Tutorial: Building Scalable Solutions for Document Retrieval and Recognition.
Scalability
of a given solution is an important consideration towards enabling
retrieval and recognition over large collections of document images.
However, the definitions of scalability are fast changing with the
emergence of huge datasets and digital libraries, as well as the advent
of new computing paradigms. In this tutorial, we shall cover three
approaches towards building scalable document image retrieval and
recognition systems:
- Recognition-free retrieval using bag-of-visual-words
- Recognition of word-images using indexing schemes
- Large-scale testing/deployment using cloud computing
This
tutorial shall include a parallel hands-on practical session, where the
attendees would have the opportunity to practice the methods described
in the tutorial. A dataset, along with the necessary code libraries,
will be provided to the audience. Multiple solution stacks shall be
deployed and evaluated by the various groups/individuals, with a
scalable retrieval system being built by the end of the tutorial.

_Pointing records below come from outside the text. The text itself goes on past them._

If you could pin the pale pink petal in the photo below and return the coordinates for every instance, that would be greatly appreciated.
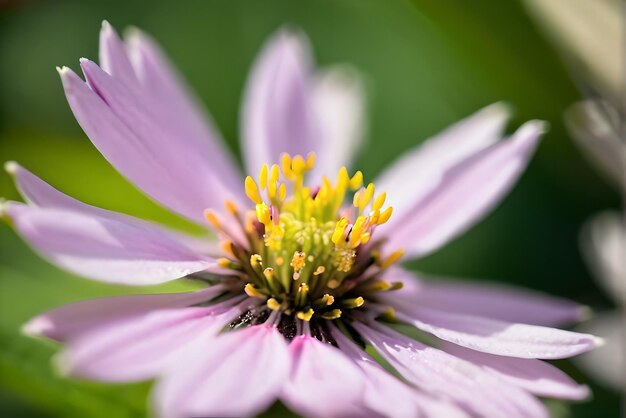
(324, 381)
(339, 104)
(467, 192)
(389, 396)
(39, 193)
(177, 107)
(535, 376)
(114, 57)
(105, 249)
(449, 377)
(238, 374)
(491, 300)
(69, 321)
(499, 337)
(419, 171)
(277, 113)
(141, 346)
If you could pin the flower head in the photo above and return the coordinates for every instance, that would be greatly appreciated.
(304, 274)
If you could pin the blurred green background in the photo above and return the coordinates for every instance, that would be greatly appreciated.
(426, 64)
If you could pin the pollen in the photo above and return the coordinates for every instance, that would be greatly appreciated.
(312, 248)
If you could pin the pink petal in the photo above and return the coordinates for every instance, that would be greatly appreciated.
(69, 321)
(467, 192)
(238, 374)
(499, 337)
(277, 111)
(139, 347)
(339, 104)
(419, 171)
(105, 249)
(324, 381)
(535, 376)
(39, 193)
(389, 396)
(446, 376)
(490, 300)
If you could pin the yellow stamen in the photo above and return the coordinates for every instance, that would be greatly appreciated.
(392, 258)
(252, 191)
(305, 316)
(252, 291)
(263, 177)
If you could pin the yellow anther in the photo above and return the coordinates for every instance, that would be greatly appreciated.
(310, 160)
(297, 261)
(224, 262)
(252, 191)
(319, 270)
(367, 196)
(356, 181)
(334, 314)
(211, 217)
(273, 304)
(252, 291)
(340, 228)
(353, 303)
(256, 260)
(385, 215)
(268, 273)
(263, 177)
(379, 202)
(298, 164)
(305, 316)
(263, 214)
(231, 207)
(357, 232)
(395, 256)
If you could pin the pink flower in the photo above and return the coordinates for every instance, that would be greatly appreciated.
(301, 281)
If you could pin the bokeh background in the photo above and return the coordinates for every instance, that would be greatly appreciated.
(425, 64)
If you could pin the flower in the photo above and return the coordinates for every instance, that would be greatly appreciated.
(301, 282)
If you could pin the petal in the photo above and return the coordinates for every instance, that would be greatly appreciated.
(382, 389)
(413, 175)
(339, 104)
(238, 374)
(466, 194)
(324, 381)
(499, 337)
(604, 245)
(39, 193)
(176, 106)
(607, 363)
(139, 347)
(595, 125)
(105, 249)
(446, 376)
(277, 113)
(535, 376)
(69, 321)
(490, 300)
(114, 57)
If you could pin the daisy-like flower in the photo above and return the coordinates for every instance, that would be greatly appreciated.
(306, 272)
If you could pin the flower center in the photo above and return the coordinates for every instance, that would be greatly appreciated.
(305, 253)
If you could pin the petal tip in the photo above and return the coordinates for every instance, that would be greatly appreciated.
(11, 167)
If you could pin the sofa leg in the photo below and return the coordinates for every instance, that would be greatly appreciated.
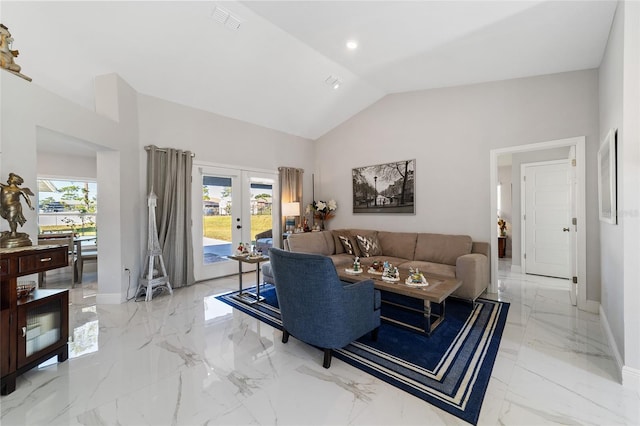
(374, 334)
(327, 358)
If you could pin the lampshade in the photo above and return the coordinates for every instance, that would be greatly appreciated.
(291, 209)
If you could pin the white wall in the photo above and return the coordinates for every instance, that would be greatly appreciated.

The target audience of the tutorial are:
- students
that would benefit by obtaining a broad overview of the state-ofthe-art
approaches and access to code libraries to apply over their datasets
- researchers
who might appreciate that scalable solutions can be built in practice,
with slightly unconventional approaches that were possibly discarded or
overlooked earlier
- practitioners that might be interested in picking up know-how and tools for quick deployment of document retrieval solutions.